Bringing together marketing and product

Changing the proposition requires big investment, which Zoopla is getting from its owner Silver Lake Partners, which bought the company for £2.2bn in 2018. It is hiring at a huge rate – every week there are around 25 new starters – including in marketing.

That means Bramall now has a team of around 50, while Zoopla has more than 500 staff and is looking to hire at least 100 more – mostly in product and engineering.

Bramall has made some key appointments, including a new head of content and a team of data journalists as it looks to connect its data and insight. It continues to produce content such as the rental index and cities index that have been a fixture for a number of years, but is also looking to produce content in other areas.

We are not going to change someone’s behaviour through a poster, it’s going to be around our content strategy.

Gary Bramall, Zoopla

This includes its ‘Zooploma’, a guide for first-time buyers to give them support and advice on getting on the property ladder, as well as recommending suitable properties.

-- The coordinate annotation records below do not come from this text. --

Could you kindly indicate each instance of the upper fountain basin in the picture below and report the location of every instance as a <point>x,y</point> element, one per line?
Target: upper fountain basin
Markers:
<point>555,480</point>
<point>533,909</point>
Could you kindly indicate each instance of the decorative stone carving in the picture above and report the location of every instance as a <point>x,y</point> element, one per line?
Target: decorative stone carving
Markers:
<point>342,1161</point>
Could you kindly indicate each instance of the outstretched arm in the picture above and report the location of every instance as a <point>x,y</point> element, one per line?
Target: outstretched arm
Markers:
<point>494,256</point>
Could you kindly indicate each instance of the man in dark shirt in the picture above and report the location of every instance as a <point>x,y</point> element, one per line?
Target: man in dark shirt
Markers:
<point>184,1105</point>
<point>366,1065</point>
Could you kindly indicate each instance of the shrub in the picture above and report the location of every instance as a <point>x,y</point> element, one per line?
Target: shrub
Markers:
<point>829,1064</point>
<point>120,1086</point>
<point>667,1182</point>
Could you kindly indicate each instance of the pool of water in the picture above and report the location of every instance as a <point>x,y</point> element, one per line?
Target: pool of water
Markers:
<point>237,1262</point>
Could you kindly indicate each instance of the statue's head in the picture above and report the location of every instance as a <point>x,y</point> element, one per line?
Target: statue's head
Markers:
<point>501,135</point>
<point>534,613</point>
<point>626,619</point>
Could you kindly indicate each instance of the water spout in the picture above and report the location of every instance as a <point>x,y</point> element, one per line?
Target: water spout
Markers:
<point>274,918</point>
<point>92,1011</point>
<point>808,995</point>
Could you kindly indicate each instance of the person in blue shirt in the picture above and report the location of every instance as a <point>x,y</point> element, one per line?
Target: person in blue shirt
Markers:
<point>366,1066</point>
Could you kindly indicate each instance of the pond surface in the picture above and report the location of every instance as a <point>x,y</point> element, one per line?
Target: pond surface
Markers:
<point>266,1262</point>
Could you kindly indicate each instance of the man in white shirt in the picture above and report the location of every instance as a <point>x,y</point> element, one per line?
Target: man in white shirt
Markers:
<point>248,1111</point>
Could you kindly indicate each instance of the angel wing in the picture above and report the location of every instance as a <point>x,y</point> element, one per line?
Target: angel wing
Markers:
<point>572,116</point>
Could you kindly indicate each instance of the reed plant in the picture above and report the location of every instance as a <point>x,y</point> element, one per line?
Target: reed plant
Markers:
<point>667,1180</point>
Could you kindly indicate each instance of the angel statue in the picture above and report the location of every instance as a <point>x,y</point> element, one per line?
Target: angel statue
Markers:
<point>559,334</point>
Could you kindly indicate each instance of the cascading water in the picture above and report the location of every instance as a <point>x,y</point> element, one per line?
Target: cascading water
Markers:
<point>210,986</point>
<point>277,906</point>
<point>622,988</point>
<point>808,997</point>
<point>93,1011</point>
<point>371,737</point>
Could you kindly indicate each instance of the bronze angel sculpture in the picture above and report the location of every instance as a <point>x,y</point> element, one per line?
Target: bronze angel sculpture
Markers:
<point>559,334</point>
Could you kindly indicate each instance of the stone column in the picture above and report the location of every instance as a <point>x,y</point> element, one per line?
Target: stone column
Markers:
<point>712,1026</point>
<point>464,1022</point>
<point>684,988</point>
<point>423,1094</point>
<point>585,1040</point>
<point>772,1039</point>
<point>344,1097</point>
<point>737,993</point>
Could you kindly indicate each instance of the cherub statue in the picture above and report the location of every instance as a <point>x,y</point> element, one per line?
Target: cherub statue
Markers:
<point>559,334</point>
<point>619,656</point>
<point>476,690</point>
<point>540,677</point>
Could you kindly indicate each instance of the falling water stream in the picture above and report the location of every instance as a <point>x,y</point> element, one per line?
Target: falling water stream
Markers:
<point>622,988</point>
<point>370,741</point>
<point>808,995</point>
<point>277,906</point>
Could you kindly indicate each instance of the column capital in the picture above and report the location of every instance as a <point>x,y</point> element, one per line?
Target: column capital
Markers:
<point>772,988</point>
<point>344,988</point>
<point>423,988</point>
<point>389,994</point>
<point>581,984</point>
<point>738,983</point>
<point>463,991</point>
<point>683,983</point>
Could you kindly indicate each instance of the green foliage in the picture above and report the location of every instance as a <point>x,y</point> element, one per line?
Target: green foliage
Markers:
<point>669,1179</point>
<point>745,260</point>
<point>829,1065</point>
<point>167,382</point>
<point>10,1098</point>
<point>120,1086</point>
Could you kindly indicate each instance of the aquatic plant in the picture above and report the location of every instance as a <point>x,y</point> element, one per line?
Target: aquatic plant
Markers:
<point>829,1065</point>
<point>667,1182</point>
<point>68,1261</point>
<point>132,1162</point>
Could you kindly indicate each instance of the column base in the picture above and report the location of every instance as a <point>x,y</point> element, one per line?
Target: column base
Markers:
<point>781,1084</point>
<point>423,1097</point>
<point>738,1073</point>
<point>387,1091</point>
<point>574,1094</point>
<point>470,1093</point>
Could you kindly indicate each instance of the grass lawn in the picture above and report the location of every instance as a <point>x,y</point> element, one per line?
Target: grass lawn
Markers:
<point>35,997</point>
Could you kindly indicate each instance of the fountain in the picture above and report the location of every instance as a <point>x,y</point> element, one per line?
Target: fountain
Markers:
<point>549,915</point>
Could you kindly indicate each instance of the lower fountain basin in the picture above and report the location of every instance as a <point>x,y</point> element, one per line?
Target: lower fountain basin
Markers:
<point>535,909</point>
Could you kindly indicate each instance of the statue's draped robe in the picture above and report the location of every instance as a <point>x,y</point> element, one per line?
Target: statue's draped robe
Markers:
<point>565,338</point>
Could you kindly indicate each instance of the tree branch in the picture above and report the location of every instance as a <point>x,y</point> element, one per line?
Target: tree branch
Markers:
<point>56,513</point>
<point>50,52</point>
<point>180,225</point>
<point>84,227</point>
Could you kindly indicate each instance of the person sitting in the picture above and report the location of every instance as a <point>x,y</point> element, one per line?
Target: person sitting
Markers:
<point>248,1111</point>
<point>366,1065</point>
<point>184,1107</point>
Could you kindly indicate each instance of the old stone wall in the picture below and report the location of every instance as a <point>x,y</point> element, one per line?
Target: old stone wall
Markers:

Since its launch on Boxing Day last year, 176,000 people have signed up to the initiative, which includes 30 emails sent over 10 weeks.

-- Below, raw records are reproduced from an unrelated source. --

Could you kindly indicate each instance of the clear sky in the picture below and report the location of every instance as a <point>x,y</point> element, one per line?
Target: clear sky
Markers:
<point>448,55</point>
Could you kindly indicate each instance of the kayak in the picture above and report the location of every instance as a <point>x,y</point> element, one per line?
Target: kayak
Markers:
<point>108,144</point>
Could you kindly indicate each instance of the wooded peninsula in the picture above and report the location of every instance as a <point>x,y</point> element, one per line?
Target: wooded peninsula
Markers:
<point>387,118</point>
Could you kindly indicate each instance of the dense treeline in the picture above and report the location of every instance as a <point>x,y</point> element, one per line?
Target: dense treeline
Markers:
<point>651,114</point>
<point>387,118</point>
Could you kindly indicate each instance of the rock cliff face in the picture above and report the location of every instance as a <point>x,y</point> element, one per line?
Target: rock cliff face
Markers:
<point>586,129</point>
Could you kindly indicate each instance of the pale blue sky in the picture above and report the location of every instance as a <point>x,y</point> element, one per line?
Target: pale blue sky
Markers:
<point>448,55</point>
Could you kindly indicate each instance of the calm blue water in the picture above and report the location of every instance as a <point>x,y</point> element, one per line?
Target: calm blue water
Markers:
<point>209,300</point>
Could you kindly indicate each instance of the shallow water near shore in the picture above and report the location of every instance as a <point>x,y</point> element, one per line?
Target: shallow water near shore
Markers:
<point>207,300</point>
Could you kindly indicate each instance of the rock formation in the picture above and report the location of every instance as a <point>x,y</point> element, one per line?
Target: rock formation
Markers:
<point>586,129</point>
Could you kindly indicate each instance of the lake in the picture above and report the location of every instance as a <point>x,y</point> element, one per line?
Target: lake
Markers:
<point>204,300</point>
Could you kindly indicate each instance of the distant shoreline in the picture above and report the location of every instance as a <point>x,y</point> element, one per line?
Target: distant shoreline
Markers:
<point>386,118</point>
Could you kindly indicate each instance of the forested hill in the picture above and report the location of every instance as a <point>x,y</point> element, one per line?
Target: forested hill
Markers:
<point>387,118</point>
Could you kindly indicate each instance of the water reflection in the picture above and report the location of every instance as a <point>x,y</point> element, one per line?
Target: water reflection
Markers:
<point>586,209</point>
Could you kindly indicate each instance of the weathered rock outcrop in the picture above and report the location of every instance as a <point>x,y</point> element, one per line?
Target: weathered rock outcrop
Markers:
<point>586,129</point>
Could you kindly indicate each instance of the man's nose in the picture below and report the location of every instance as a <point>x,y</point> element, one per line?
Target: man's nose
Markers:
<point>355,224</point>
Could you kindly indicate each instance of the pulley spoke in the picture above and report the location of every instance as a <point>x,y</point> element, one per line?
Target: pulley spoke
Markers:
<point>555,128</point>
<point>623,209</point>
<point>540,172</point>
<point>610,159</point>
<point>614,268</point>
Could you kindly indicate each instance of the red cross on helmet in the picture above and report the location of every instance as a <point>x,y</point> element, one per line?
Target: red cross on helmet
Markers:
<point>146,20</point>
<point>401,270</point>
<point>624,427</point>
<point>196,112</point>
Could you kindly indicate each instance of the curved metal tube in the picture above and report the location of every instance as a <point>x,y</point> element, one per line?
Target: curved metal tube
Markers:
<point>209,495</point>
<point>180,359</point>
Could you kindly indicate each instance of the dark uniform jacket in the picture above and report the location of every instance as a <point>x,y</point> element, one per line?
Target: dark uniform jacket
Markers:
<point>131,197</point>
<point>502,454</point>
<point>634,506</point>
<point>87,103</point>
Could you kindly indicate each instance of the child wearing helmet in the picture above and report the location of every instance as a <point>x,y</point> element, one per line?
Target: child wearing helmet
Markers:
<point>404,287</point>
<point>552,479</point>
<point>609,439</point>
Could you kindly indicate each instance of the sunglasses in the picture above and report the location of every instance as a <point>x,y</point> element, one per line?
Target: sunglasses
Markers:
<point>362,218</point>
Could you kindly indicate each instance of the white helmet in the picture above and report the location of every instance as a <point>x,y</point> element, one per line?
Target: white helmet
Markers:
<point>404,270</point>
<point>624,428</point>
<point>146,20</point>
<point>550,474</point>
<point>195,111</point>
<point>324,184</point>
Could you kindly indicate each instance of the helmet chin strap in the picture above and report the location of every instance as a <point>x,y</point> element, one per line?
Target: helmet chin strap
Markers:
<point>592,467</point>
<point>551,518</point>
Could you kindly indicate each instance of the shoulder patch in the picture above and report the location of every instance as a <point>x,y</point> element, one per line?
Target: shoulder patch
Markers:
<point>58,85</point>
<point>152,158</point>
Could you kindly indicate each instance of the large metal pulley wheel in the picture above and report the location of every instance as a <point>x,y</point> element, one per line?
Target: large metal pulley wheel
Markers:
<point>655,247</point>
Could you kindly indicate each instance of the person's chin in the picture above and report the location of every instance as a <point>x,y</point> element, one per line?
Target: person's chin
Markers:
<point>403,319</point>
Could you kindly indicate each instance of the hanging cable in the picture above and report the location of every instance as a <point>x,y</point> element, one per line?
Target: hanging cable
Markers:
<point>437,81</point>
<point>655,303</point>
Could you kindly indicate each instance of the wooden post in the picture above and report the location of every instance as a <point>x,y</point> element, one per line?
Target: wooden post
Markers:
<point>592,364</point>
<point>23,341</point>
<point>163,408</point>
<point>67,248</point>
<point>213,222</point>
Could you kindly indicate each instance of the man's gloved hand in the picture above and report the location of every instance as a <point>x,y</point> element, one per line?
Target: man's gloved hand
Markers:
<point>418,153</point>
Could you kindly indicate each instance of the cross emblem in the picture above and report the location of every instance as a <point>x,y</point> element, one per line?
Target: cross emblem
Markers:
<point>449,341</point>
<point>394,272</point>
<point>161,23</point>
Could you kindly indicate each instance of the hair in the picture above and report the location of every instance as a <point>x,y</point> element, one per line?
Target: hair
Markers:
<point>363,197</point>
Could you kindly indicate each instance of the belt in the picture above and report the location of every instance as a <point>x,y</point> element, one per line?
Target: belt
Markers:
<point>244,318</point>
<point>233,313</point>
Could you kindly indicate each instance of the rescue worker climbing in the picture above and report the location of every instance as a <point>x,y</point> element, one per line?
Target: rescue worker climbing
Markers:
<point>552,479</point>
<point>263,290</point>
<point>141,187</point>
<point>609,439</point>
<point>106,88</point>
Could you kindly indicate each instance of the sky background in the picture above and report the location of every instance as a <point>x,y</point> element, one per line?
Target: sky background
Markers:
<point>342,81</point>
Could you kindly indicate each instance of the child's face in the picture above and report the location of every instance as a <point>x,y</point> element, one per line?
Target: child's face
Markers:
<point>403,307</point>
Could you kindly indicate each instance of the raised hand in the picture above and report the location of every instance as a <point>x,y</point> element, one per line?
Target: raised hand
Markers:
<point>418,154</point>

Such is the success that Zoopla plans to create further guides – next up is one for the rental market. It offers a commercial opportunity – Zoopla can recommend properties and allow brands to advertise relevant products such as mortgage calculators – but also an engagement opportunity.

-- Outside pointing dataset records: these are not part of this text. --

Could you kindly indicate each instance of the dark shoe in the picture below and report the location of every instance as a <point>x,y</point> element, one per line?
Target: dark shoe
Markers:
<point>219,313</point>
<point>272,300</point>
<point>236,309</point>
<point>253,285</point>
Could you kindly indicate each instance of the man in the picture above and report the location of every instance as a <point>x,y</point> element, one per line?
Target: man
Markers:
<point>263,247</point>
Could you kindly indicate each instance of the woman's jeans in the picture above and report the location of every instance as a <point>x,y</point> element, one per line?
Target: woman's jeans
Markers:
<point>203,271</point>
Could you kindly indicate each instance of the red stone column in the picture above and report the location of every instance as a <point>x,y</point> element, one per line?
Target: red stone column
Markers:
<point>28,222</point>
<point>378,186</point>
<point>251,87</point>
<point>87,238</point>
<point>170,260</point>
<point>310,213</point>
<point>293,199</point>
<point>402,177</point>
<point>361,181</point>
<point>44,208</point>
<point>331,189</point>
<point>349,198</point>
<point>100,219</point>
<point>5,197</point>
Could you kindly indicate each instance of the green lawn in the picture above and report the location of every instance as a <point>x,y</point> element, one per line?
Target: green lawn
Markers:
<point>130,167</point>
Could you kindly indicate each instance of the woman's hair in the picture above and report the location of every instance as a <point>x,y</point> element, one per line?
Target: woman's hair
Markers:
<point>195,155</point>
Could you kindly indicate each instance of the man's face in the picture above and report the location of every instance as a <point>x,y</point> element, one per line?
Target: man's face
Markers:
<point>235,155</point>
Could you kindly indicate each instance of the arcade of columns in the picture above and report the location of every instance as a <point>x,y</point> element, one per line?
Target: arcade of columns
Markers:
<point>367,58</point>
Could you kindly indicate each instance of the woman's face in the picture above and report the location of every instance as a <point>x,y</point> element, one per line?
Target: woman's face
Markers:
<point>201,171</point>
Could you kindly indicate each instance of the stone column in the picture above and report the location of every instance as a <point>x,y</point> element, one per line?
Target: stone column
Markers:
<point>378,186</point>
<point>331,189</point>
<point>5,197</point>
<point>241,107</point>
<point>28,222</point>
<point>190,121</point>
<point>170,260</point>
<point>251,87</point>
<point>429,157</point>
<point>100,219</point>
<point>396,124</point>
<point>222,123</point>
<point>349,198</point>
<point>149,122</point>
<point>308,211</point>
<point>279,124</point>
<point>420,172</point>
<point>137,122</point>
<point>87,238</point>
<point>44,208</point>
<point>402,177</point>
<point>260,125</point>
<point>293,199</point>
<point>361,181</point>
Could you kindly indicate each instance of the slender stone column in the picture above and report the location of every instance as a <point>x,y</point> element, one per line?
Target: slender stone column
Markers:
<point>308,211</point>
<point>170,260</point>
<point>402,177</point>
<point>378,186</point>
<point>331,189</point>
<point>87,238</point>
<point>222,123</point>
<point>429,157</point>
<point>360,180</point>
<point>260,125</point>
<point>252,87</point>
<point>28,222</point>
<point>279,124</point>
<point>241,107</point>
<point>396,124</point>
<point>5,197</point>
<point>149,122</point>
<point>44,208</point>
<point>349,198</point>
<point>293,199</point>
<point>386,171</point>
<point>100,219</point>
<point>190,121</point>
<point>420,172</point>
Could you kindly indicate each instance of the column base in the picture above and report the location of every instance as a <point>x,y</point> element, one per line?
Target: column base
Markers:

“Working in collaboration with product teams [is the sweet spot for me and Silver Lake],” says Bramall. “We want to understand how we can improve the customer journey, the performance of the site and start to blur the boundaries between marketing and product experience.

“Think of the Nike Fuel Band when it came out – was that a product or a marketing tool? The Zooploma was launched in partnership with the product organisation. We are thinking from a customer-first viewpoint, rather than product does this, marketing does this and the customer falls through the cracks.”

Boosting brand preference

The content push is part of a long-term play from Zoopla to boost preference so that when people come to buy a house they think of the brand. Less than 10% of the UK population is actively in the property market at any time, but Zoopla wants to engage anyone who might be interested in housing.

“Where we want to change behaviour, we categorise that as how we can improve preference,” says Bramall.

“We believe preference is moved through looking at how we educate and engage our users through the lifecycle. We are not going to change someone’s behaviour through a poster, it’s going to be around our content strategy, reports, Zooploma.”

READ MORE: ‘Failure is a nightmare without reflection’: Zoopla’s CMO on learning from mistakes

The strategy already appears to be working. Total sessions on the site were up 19% last year, while monthly site visits rose to 58 million. It also added 2,250 more estate agent branches to its site, while applicant leads (people contacting estate agents about properties) increased by 18%, all while its cost per acquisition decreased.

That has led to a 25% increase in Zoopla’s marketing budget this year as the company looks to accelerate its strategy.

“This is really at the heart of the Silver Lake investment, which is that marketing is not just around marketing for marketing’s sake. It’s how do we make the boat go faster, thinking about the problems we are solving for,” says Bramall.

“If we do a great job, Zoopla should be a catalyst for the property market.”